ChBE Seminar: Atomic and molecular layer deposition of redox-active thin films

Tuesday, October 20, 2020
11:00 a.m.
via Zoom
Taylor Woehl
tjwoehl@umd.edu

Speaker: Matthias YoungAssistant Professor, Biomedical, Biological and Chemical Engineering, University of Missouri

Abstract:

To improve the performance of electrodes for energy storage and desalination, it is desirable to deposit ultrathin films of redox active material onto conductive and high-surface-area 3D supports. This approach minimizes the length-scale for slow solid-state diffusion to enhance rate capability for these applications—allowing for faster-charging and higher power electronic devices, and smaller desalination systems to process volumes of salt water for salt removal. To achieve this vision, we need approaches which deliver uniform and conformal coatings of redox active materials onto conductive supports. In this talk, we describe work from our group developing new chemistries for atomic layer deposition (ALD) to form redox-active inorganic materials, and molecular layer deposition (MLD) to form redox-active organic polymers. Both of these approaches rely on sequential, self-limiting redox reactions to form conformal thin films with molecular scale control of thickness and composition. Using select examples, we reveal new insights into ALD and MLD growth chemistries of these redox-active films, characterize the atomic and molecular structures of the films we grow, and connect structural differences under varying deposition conditions with electrical and electrochemical properties of the films. The insights we report enable the deposition of redox-active films conformally onto high-surface area samples, opening new avenues to enable advanced electrochemical technologies based on these ultrathin and conformal redox-active films.

Biography:

Matthias J. Young received a B.S. in Chemical Engineering from the University of Missouri-Columbia, and a Ph.D. in Chemical Engineering from the University of Colorado-Boulder, co-advised by Charles Musgrave and Steven George.
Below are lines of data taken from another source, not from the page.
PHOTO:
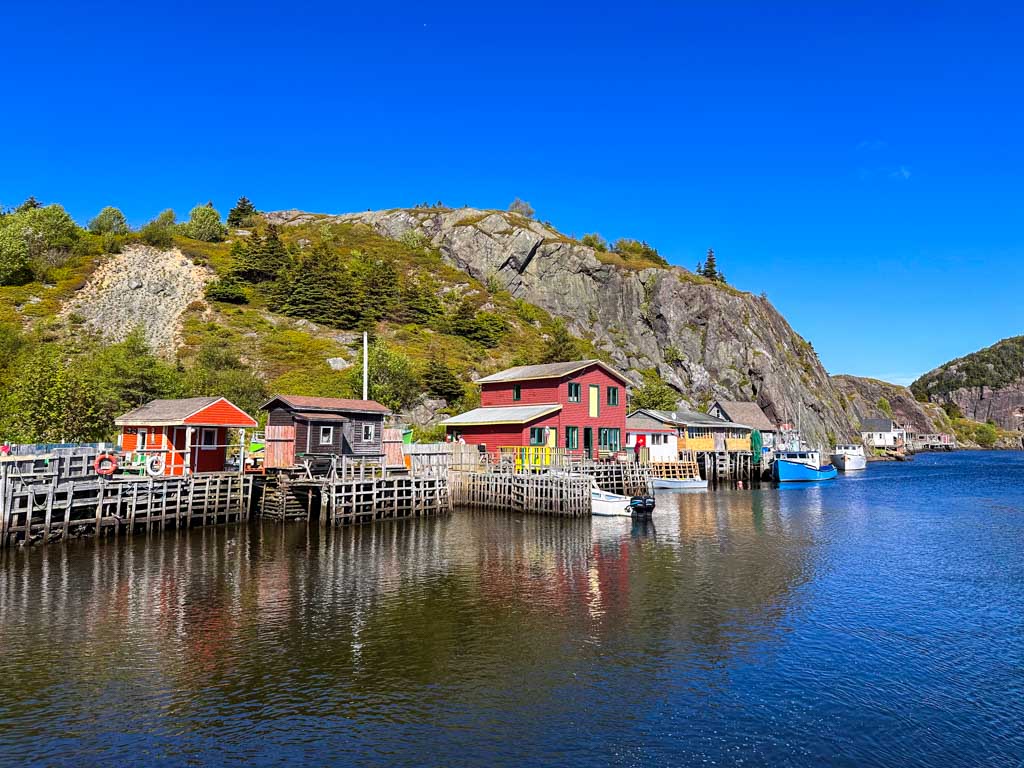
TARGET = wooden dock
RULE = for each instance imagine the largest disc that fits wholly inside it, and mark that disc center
(72, 507)
(345, 492)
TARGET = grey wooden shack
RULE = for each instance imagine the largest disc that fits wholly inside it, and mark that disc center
(298, 426)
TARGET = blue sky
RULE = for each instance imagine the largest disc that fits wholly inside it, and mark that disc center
(859, 163)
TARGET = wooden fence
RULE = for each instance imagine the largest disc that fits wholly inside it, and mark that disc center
(536, 494)
(96, 506)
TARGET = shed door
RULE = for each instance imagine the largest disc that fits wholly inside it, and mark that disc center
(280, 442)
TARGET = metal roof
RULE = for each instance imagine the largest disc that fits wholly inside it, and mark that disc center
(501, 415)
(160, 413)
(877, 425)
(320, 416)
(748, 413)
(687, 418)
(548, 371)
(303, 402)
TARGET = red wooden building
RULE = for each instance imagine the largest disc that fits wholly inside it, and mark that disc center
(175, 437)
(580, 407)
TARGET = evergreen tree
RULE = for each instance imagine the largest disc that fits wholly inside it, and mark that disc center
(312, 290)
(440, 381)
(272, 257)
(380, 288)
(29, 205)
(711, 265)
(561, 345)
(240, 215)
(653, 394)
(419, 300)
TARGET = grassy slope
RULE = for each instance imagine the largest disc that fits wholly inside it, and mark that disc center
(292, 356)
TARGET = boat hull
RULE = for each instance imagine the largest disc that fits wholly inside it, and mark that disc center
(849, 462)
(603, 504)
(669, 483)
(790, 471)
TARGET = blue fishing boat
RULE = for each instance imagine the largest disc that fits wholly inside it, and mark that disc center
(801, 466)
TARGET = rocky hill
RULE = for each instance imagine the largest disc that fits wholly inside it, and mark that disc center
(987, 385)
(871, 398)
(705, 338)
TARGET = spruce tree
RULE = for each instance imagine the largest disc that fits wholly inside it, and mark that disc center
(711, 265)
(272, 257)
(561, 345)
(440, 381)
(311, 289)
(239, 215)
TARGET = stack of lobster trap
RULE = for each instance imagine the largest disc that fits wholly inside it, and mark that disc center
(46, 498)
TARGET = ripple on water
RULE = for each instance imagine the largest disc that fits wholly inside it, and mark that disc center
(877, 620)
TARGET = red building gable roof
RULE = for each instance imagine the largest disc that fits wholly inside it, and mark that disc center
(549, 371)
(194, 411)
(302, 402)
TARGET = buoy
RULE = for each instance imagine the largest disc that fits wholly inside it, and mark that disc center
(155, 466)
(105, 464)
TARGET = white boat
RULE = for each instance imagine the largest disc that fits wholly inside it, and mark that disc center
(672, 483)
(849, 458)
(603, 504)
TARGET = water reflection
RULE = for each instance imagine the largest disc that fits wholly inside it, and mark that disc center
(505, 639)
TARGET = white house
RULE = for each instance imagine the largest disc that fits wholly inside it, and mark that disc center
(655, 432)
(882, 433)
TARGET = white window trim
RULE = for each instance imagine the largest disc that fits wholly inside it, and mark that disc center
(330, 439)
(212, 443)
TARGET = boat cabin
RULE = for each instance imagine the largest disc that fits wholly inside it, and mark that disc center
(298, 426)
(181, 436)
(750, 414)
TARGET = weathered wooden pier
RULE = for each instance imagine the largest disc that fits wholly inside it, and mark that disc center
(47, 499)
(346, 492)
He is a National Science Foundation Graduate Research Fellowship Program recipient, and a former National Research Council Postdoctoral Fellow at the National Institute of Standards and Technology in Boulder, Colorado. Matthias also worked as a postdoctoral researcher at Argonne National Laboratory under Jeffrey Elam prior to joining the faculty at the University of Missouri in 2018. Matthias runs the Mizzou Thin Film Coatings and Materials Electrochemistry Lab. Matthias’s research group focuses on understanding and improving electrode materials for energy storage and water treatment applications.